Raveena – Where Butterflies Go In the Rain

Raveena – Lucky

Following her single “Pluto,” Raveena announces a new album, Where the Butterflies Go in the Rain, due June 14th via Empire.

Where Butterflies Go In The Rain

Alongside the album announcement Raveena shares a new single “Lucky,” which sees her embracing her earliest pop and R&B influences. The track embodies the divine feminine and opens with the delicate trickle of muffled piano keys resembling light dancing on water. The song’s lyrics exude a calm confidence while holding space for the tenderness that has long been a hallmark of her writing.

The single comes alongside a video directed by Isha Dipika Walia featuring Raveena falling in love with a life-size caterpillar. The video was inspired by visceral qualities in asian cinema including directors Tran Anh Hung, Apichatpong Weerasethakul, and Wong Kong Wai, and embraces ridiculous symbolism kept mundane and relatable.

This calmness speaks to a larger evolution in Raveena’s mental state over the last two years. Where the Butterflies Go in the Rain sees music continuing to play the central role as both a catalyst and medium in her personal and creative growth. With newfound clarity, Raveena delves into themes of new love, maturity, comfort, and domesticity that reflect the peace of mind she currently inhabits. Speaking on this evolution and how it informed the album’s creative, she shares, “Butterflies are so delicate that they have to hide in leaves and flowers until the rain passes so that their wings don’t get crushed in the rain. I felt like that was kind of a metaphor for where I was in my life. I needed to go back to comfort—to deep rest—and stop weathering storms.” On the most instinctual level it’s an album that should conjure simple pleasures like the joy of a summer road trip with loved ones.
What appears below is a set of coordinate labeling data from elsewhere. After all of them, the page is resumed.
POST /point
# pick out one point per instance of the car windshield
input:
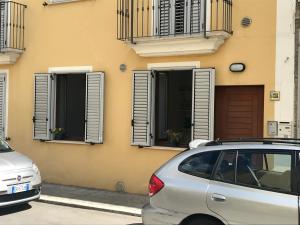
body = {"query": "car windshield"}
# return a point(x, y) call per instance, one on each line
point(4, 147)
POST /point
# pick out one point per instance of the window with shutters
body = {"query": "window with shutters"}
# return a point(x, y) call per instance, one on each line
point(174, 17)
point(171, 108)
point(69, 107)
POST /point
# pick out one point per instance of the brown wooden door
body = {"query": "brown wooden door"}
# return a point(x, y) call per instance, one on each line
point(239, 111)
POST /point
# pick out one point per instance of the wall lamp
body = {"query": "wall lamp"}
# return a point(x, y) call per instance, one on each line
point(237, 67)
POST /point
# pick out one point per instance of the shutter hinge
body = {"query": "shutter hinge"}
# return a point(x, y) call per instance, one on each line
point(153, 72)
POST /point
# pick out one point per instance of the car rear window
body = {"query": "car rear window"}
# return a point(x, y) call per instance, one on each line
point(200, 165)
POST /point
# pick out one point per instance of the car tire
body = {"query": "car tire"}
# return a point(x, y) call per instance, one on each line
point(202, 221)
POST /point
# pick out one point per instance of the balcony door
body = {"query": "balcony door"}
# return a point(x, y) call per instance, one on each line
point(175, 17)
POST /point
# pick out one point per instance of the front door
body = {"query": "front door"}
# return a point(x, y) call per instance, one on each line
point(239, 112)
point(255, 187)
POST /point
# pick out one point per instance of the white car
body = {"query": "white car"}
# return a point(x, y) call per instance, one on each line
point(244, 181)
point(20, 179)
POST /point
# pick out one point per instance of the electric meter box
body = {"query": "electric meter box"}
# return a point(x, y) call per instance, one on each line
point(285, 130)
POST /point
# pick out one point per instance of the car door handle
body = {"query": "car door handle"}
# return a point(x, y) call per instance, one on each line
point(218, 198)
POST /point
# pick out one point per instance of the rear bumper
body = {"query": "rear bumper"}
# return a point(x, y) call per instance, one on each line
point(19, 198)
point(157, 216)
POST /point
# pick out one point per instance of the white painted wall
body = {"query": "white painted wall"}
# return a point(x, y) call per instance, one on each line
point(285, 60)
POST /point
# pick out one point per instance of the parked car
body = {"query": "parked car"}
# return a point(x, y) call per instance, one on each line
point(242, 182)
point(20, 179)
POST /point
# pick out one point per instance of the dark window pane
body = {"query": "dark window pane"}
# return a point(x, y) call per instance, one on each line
point(173, 108)
point(200, 165)
point(70, 107)
point(265, 170)
point(226, 169)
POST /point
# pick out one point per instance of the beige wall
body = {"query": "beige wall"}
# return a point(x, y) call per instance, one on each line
point(84, 34)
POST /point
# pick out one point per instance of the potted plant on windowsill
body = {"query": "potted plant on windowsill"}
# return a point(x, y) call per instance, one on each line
point(174, 137)
point(59, 133)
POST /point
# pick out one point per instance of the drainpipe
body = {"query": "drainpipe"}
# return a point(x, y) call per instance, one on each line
point(297, 72)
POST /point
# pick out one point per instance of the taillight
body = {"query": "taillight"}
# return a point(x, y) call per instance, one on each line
point(155, 185)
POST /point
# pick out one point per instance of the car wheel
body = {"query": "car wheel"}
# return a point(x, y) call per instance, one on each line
point(202, 221)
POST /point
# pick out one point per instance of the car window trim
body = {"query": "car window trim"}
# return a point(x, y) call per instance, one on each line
point(293, 153)
point(199, 153)
point(223, 152)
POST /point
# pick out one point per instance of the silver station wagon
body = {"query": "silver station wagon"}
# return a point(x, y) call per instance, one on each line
point(254, 181)
point(20, 179)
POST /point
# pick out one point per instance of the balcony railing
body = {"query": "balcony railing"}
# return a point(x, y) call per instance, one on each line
point(12, 26)
point(161, 18)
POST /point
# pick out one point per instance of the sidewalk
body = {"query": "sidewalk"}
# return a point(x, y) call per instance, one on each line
point(129, 204)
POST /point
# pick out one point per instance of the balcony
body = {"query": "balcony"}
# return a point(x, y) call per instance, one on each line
point(174, 27)
point(12, 28)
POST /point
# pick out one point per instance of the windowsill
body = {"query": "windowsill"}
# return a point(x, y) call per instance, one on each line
point(49, 2)
point(177, 149)
point(68, 142)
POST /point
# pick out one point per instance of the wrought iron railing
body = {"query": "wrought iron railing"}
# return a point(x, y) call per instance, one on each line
point(12, 26)
point(147, 18)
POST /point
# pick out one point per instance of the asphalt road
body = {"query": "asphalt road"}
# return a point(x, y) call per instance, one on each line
point(37, 213)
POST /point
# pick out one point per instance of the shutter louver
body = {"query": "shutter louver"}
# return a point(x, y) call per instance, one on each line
point(3, 24)
point(164, 25)
point(203, 104)
point(179, 17)
point(2, 105)
point(94, 107)
point(197, 16)
point(42, 106)
point(142, 108)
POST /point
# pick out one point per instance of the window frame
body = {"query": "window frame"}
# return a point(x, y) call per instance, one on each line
point(294, 172)
point(200, 153)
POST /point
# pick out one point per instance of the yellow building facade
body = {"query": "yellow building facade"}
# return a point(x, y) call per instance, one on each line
point(108, 149)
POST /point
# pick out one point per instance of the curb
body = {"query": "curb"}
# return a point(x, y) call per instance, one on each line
point(125, 210)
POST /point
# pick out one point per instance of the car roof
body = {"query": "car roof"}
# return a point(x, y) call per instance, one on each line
point(245, 146)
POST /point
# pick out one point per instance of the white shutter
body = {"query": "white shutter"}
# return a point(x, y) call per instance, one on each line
point(203, 104)
point(94, 107)
point(42, 106)
point(2, 105)
point(164, 17)
point(142, 101)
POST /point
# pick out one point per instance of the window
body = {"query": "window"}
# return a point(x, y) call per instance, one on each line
point(265, 170)
point(175, 17)
point(200, 165)
point(69, 107)
point(171, 108)
point(226, 168)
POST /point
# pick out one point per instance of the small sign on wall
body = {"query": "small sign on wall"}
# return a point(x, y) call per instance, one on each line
point(275, 95)
point(272, 128)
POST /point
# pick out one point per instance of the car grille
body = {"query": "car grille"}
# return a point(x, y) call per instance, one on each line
point(18, 196)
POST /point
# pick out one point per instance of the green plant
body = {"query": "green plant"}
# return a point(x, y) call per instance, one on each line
point(174, 137)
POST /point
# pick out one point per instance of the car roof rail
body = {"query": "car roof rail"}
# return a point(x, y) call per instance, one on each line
point(291, 141)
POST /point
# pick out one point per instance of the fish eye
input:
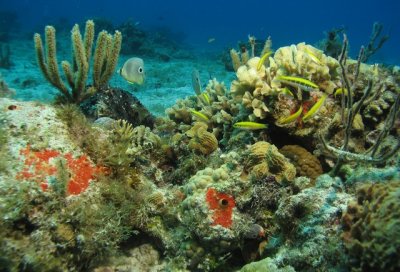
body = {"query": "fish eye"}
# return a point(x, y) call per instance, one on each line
point(223, 203)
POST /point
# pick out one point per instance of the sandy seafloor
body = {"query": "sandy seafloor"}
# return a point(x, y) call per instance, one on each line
point(165, 81)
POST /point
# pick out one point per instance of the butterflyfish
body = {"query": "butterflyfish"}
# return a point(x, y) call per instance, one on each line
point(133, 71)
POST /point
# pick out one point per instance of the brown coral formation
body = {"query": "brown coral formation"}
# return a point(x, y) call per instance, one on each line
point(202, 140)
point(306, 163)
point(306, 61)
point(264, 159)
point(372, 227)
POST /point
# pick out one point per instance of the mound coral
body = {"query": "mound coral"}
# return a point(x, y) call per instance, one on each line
point(306, 163)
point(308, 62)
point(264, 159)
point(202, 140)
point(372, 227)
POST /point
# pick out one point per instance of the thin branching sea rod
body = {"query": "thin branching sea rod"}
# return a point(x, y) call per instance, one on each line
point(350, 108)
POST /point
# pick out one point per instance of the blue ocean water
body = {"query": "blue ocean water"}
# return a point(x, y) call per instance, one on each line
point(197, 184)
point(287, 22)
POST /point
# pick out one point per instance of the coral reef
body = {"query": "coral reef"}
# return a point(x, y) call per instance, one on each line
point(202, 140)
point(264, 159)
point(105, 59)
point(229, 180)
point(307, 165)
point(371, 227)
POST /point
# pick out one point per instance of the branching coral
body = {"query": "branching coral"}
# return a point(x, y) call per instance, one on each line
point(349, 112)
point(105, 60)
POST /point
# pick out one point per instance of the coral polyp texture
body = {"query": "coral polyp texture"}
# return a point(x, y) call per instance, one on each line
point(266, 171)
point(371, 227)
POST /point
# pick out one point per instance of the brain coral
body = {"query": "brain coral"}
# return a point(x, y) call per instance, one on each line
point(264, 159)
point(306, 163)
point(372, 227)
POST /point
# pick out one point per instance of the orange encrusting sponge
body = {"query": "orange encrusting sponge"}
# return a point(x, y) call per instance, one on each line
point(39, 166)
point(222, 205)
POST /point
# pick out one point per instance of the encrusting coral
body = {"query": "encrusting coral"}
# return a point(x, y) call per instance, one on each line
point(105, 60)
point(372, 227)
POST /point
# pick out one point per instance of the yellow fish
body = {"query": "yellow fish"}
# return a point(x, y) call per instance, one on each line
point(340, 91)
point(133, 71)
point(249, 125)
point(298, 82)
point(291, 118)
point(262, 60)
point(200, 115)
point(313, 57)
point(314, 108)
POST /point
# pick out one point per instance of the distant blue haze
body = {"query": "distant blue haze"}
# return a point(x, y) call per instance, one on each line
point(287, 22)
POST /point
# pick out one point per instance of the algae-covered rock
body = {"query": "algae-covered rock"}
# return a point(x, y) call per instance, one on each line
point(266, 264)
point(372, 227)
point(264, 159)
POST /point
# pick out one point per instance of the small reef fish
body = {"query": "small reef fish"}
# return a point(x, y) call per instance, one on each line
point(249, 125)
point(298, 82)
point(340, 91)
point(314, 108)
point(196, 81)
point(291, 118)
point(262, 60)
point(285, 91)
point(255, 231)
point(133, 71)
point(205, 98)
point(313, 57)
point(200, 115)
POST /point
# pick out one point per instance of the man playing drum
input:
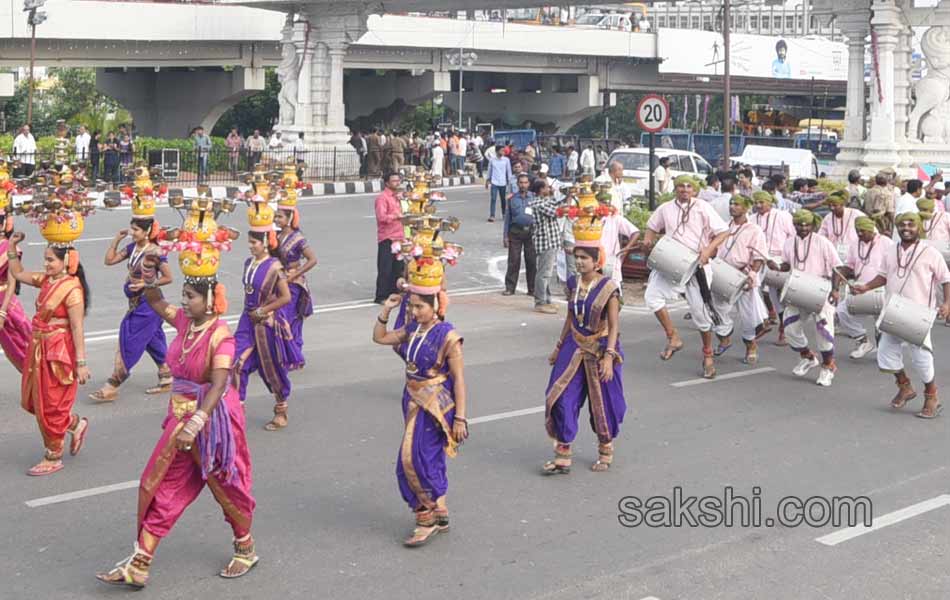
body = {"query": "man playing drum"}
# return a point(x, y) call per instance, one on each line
point(695, 224)
point(745, 250)
point(777, 226)
point(914, 271)
point(813, 254)
point(838, 225)
point(863, 264)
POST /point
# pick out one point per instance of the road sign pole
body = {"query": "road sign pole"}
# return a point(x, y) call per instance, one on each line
point(652, 169)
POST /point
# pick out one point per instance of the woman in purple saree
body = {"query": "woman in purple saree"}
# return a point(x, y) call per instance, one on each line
point(587, 366)
point(264, 339)
point(433, 406)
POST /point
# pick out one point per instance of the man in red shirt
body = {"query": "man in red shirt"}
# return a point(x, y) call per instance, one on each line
point(389, 229)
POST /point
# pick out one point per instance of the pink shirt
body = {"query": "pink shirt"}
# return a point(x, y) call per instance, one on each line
point(745, 245)
point(918, 284)
point(777, 226)
point(866, 259)
point(388, 217)
point(692, 225)
point(938, 228)
point(841, 231)
point(813, 254)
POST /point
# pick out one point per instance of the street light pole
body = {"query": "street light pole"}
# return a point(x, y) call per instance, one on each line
point(726, 89)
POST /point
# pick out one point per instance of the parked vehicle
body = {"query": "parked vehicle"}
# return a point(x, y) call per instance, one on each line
point(636, 167)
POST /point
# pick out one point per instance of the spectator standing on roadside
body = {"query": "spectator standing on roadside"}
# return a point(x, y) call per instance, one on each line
point(255, 148)
point(24, 150)
point(234, 142)
point(517, 238)
point(389, 229)
point(82, 144)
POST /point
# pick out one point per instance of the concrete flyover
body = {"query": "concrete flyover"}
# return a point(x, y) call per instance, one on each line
point(181, 65)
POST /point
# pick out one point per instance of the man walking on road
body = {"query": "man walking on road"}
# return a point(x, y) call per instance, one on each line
point(517, 238)
point(546, 237)
point(388, 230)
point(498, 178)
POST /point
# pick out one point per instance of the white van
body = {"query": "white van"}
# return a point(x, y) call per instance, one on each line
point(798, 162)
point(636, 169)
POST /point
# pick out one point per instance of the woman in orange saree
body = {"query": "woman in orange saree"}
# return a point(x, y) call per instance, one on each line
point(203, 440)
point(55, 363)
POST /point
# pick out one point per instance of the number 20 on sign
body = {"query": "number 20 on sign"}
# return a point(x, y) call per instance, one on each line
point(653, 113)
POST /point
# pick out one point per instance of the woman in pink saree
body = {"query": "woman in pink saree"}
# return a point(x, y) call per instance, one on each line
point(203, 441)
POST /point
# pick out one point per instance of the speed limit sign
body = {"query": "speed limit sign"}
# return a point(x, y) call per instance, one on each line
point(653, 113)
Embracing the sounds of classic artists like Fleetwood Mac, Brandy, Bob Marley, Joni Mitchell, and Marvin Gaye, to name a few, Where the Butterflies Go in the Rain draws inspiration from people who, “are really good at capturing the beauty and loss of life in the same breath,” she describes. In her signature style, Raveena seamlessly unites that expansive songwriting with traditional Indian instruments and feel-good early 2000s pop hits —putting forth a work that’s more unabashedly herself than any that’s come before.